SPEAKING OUT FOR FREEDOM OF INFORMATION AND SUNSHINE WEEK
It’s an election year in Pennsylvania. Like dandelions in spring, legislators and their challengers will be popping up everywhere. They’ll be visiting civic clubs, fraternal organizations, classrooms, parades and debates, asking you to trust them enough to put them in charge.
This means you’ll get a chance to find out how much they trust you.
This week is National Sunshine Week, a celebration of open government and the people’s right to know what their public servants are doing in their name.
It so happens that a number of bills are working their way through the Legislature to change which taxpayer-funded documents you, the people who paid for them, are allowed to see.
So now’s a good chance to ask those candidates exactly where they stand.
Ask them why Pennsylvanians aren’t allowed to hear 9-1-1 tapes, when, according to the Reporters’ Committee for Freedom of the Press, citizens in 29 other states are trusted with that information. Remind them of Eddie Polec, the 16-year-old who died in Philadelphia in 1994 in part because emergency dispatchers – seven of whom were later disciplined – shrugged off the desperate calls of witnesses trying to summon police to stop the teens who beat him to death. The only reason we found out about the behavior of the dispatchers was because someone leaked the tapes to a television station.
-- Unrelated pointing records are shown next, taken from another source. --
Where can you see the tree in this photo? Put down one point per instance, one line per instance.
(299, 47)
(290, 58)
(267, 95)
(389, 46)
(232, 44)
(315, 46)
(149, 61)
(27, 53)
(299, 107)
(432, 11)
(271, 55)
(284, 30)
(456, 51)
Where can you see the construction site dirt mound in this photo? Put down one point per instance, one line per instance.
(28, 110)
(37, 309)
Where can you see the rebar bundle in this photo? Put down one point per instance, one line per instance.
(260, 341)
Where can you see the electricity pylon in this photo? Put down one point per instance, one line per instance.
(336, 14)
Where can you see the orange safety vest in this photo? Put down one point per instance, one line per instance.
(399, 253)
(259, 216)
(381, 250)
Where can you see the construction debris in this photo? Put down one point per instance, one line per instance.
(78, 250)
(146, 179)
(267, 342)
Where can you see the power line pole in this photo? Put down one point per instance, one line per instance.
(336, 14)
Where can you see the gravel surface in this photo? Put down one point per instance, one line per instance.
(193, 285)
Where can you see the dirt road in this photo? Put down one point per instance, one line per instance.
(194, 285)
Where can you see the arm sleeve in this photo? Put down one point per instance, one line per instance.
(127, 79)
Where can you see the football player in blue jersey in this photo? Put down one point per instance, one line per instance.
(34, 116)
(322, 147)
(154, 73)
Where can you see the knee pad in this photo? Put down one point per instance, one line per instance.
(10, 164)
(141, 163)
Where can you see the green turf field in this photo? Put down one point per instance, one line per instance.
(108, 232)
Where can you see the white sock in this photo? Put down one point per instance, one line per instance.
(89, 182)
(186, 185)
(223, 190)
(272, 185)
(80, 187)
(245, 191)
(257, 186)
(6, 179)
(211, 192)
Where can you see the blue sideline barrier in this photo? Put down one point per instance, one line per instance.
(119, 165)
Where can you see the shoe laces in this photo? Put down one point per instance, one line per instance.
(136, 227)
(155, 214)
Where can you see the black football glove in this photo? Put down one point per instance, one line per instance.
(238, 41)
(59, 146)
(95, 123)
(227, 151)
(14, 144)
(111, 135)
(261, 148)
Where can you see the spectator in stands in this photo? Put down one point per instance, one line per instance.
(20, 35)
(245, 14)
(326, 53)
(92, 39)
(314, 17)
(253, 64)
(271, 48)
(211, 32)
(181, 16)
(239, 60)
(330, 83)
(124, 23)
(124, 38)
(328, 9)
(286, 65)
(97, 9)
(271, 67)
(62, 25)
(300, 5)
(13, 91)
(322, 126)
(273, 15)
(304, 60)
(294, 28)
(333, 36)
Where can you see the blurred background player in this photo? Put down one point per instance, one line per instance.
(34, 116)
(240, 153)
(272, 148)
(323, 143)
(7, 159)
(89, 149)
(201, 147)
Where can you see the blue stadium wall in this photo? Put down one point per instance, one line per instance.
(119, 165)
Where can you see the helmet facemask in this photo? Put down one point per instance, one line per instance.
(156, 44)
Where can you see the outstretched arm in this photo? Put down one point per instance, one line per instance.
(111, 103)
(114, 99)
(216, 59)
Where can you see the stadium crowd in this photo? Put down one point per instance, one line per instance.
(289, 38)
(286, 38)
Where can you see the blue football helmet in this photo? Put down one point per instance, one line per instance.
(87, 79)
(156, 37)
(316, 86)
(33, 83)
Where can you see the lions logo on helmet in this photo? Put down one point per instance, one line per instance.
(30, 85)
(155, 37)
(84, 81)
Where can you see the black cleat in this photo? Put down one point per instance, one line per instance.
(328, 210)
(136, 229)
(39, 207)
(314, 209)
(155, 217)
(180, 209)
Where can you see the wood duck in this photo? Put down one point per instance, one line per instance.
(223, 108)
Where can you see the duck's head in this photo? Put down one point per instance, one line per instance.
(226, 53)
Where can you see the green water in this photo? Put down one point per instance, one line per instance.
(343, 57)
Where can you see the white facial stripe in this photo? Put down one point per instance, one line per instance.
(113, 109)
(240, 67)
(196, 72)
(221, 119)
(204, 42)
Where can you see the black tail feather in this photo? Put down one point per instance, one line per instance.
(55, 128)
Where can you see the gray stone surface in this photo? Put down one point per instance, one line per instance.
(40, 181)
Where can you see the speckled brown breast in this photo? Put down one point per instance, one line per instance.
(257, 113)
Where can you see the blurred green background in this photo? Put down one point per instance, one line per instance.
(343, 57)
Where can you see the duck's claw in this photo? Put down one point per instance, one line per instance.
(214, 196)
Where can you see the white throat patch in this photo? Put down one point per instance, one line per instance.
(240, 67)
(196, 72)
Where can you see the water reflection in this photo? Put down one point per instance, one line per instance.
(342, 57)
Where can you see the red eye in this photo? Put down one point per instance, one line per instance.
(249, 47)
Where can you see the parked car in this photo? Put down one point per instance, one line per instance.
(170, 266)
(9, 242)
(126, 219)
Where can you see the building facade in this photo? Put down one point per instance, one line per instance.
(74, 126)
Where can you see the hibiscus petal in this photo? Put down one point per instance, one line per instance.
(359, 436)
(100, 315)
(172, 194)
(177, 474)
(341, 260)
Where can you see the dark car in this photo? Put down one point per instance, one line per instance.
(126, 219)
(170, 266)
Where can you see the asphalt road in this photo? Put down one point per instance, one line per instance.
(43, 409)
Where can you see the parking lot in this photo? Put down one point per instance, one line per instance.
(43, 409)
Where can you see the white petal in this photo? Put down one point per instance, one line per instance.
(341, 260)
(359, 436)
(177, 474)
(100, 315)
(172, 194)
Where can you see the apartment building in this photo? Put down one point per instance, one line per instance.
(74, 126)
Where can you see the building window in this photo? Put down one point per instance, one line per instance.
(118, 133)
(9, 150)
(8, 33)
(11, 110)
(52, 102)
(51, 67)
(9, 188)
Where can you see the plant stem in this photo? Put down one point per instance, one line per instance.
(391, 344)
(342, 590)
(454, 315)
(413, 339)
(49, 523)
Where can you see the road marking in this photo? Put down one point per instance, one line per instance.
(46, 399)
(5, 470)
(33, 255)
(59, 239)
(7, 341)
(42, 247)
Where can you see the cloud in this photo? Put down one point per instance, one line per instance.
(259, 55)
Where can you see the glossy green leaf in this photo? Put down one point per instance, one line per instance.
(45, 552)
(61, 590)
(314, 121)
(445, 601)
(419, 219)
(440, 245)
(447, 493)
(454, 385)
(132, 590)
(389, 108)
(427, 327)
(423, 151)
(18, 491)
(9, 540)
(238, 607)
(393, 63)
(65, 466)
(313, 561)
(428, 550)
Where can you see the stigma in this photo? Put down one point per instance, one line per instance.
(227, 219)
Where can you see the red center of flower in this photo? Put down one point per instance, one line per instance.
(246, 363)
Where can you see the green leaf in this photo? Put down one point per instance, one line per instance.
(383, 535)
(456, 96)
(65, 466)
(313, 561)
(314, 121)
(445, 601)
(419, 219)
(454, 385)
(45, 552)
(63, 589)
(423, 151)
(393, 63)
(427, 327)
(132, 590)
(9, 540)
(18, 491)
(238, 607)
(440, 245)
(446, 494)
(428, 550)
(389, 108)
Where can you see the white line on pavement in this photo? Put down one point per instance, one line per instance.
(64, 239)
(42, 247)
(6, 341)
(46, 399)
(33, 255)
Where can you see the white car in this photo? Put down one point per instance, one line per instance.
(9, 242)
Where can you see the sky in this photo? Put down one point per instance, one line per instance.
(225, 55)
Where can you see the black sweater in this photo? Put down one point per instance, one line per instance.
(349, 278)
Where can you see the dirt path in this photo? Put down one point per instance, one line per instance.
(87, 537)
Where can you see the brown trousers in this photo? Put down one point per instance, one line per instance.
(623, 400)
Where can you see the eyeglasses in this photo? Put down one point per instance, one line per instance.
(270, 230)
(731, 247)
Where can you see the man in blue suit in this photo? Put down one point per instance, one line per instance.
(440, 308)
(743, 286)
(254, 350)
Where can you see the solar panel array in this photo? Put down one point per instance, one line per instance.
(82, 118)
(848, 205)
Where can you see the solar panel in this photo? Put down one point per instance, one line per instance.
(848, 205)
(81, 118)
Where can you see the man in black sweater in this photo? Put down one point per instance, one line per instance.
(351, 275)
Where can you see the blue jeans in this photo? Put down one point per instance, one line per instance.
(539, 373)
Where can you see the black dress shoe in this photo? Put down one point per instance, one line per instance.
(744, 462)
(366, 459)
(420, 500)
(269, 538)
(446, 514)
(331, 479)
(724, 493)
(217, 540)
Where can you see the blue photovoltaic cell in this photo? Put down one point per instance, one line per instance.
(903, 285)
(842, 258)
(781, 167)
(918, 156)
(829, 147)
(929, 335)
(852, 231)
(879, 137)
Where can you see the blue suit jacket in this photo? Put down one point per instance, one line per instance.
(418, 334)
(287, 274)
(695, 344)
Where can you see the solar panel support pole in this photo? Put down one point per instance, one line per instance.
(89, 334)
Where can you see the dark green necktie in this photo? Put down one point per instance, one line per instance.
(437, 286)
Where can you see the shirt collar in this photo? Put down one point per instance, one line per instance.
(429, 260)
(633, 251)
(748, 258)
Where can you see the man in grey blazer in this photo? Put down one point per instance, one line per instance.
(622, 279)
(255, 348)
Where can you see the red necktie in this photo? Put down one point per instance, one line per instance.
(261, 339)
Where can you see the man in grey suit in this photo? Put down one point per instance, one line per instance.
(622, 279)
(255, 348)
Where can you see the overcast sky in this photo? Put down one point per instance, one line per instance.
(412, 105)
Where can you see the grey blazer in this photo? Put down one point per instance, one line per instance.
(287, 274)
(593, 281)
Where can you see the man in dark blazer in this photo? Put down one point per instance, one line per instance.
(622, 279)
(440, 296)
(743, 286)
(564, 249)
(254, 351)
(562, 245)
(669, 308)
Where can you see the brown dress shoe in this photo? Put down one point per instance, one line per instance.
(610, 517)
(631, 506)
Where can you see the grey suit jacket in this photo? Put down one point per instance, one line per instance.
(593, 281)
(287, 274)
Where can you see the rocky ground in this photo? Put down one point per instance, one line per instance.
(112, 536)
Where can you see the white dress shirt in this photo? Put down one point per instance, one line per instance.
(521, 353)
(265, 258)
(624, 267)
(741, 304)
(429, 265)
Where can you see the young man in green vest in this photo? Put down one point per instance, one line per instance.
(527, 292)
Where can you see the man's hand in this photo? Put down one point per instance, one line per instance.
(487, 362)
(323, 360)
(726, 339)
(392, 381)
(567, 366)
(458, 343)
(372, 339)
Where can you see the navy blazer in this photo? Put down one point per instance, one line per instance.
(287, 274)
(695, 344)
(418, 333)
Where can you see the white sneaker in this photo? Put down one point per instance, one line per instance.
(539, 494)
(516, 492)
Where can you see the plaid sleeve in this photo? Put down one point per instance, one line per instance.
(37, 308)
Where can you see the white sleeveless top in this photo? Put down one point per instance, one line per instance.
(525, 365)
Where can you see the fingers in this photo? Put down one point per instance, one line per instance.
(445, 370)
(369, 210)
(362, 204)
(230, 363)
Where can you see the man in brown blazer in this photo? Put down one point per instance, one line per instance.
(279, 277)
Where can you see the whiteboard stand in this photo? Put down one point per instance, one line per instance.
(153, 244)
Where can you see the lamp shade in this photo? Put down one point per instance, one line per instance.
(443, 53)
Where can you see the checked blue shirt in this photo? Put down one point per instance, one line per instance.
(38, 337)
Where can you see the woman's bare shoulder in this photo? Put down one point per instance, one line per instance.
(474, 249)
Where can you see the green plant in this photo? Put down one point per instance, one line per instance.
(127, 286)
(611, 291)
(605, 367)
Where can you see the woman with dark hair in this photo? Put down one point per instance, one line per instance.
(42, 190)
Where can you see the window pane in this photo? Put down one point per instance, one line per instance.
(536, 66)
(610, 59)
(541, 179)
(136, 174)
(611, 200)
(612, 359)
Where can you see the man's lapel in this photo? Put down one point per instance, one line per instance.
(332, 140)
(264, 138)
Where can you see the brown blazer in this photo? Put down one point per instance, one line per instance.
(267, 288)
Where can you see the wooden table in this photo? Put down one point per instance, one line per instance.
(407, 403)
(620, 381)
Ask them why police incident reports aren’t public in Pennsylvania. Ask if they remember Shannon Schieber, who was murdered in Philadelphia in 1998 while police hid the fact that the serial rapist who became her killer had been stalking the streets for months.
Ask them what they think about an effort to exempt the home addresses of teachers from public records. I haven’t been able to find a single case of someone using public records to find and harm a teacher. But matching addresses helped residents of Central Columbia School District realize that the drunken, drugged woman who crashed her car one morning near Berwick was on her way to teach their sixth-graders.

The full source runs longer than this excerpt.